Lallor was tried before the Supreme Court, found guilty of a felony,
and fined £ 375. Oddly enough, the ringleader Delany seems to have gotten
away without even being charged with a crime.
Going Home at Last
1783 May 9-11 -- Most of the Legion (over 530 troops) embarked from Wilmington
on five vessels -- very short of sailors --
la Goire (90 hussars), la Danae (90 hussars), l"Astree (90 hussars),
l'Active, and Le St. James (260 infantry),
arriving at Brest, France about June 11.
The Legion's two artillery companies marched to Baltimore
under the command of Capt. François X. Christophe, baron de Hell.
1783 Oct 05 -- The last French unit left Baltimore on the U.S. transport Lauzun
(loaned to France by the Continental Congress for this voyage) and the Pintade.
The cargo consisted of the siege artillery and the artillery from Lauzun's Legion,
with its guard force of 85 soldiers. The ships, guarded by two French frigates,
arrived in Brest on November 10.
Some Did Not Go Home
Some mustered out and remained here:
The French controles note the names of those who completed their enlistments
while in the U.S., but it has been hard to find any of them seven years later
in the 1790 U.S. Census. Perhaps many returned home.
One officer who remained in the U.S. is well-documented.

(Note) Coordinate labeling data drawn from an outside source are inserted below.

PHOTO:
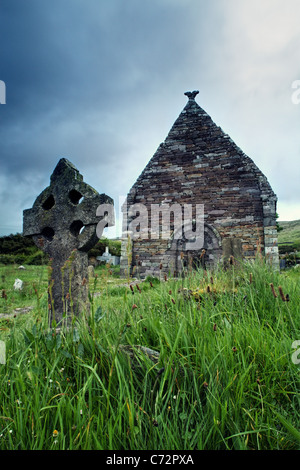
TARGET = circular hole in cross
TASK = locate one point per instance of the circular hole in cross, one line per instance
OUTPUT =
(75, 196)
(76, 228)
(49, 203)
(48, 233)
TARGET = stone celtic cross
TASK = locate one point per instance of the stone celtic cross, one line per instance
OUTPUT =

Joseph Philipe Capelle, the assistant surgeon for Lauzun's Legion,
sailed back to France with the Legion in May of 1783, but he soon returned
to Delaware to marry, to help found the Delaware Medical Society,
and to father several children. He is buried at Old Swede's Church in Wilmington DE
Some deserted: The French controles note their names,
but it has been hard to find any of them in the 1790 Census.
Perhaps many returned home. It is likely that there were changes in spelling
of the names, and the deserters were likely reluctant to admit their true identities.
Some died: Five soldiers in the French Army died in Wilmington, Delaware,
while Lauzun's Legion was stationed there from December 1782 to May 1783.
One soldier from the Hainault Regiment came here with Gen. d'Estaing's expedition
in 1778-79 to relieve Philadelphia and died aboard the transport Lorraine
while it was located in the Delaware River or Bay.
- Jean Frederic ADAM from Saargemünden (Lorraine) died on 1783 Feb 15.
- Christophe HERIOCK from Schwape (Hesse) died on 1783 Apr 12.
- Conrad NEISSE from Saarbrücken (Nassau) died on 1783 Mar 09.
- François REINEVILLE from Guibling/Lorraine (Sarregemuin) died on 1783 May 01.
- Nicholas REMY from Berthelemy (Lorraine) died on 1783 Apr 24.
We do not know where they were buried.
- Mahieux LÉGER (called du Pont) died on 1778 Aug 06.
Lauzun and the French Revolution
After Lauzun returned to France he transformed his unit into a regular
hussar regiment. He remained its proprietor until French Revolution started
and the army was reformed in the summer of 1791. Within a year
the revolutionary government in Paris had declared war on Austria and
the regiment had fallen completely apart as the majority of its officers deserted
and its chief administrative officer -- American War veteran quartier-maitre
Sirjacques -- handed the regiment's funds, supplies, and records over to the enemy.
As the war with Austria went from bad to worse, the revolution turned on itself.
Among the victims was Lauzun, who had initially welcomed the revolution.
Despite faithful service in the Vendée, he ascended the scaffold on December 31, 1793.
Flamboyant to the end, he shared his last meal with his executioner,
encouraging him to drink by saying, "You must need courage in your profession."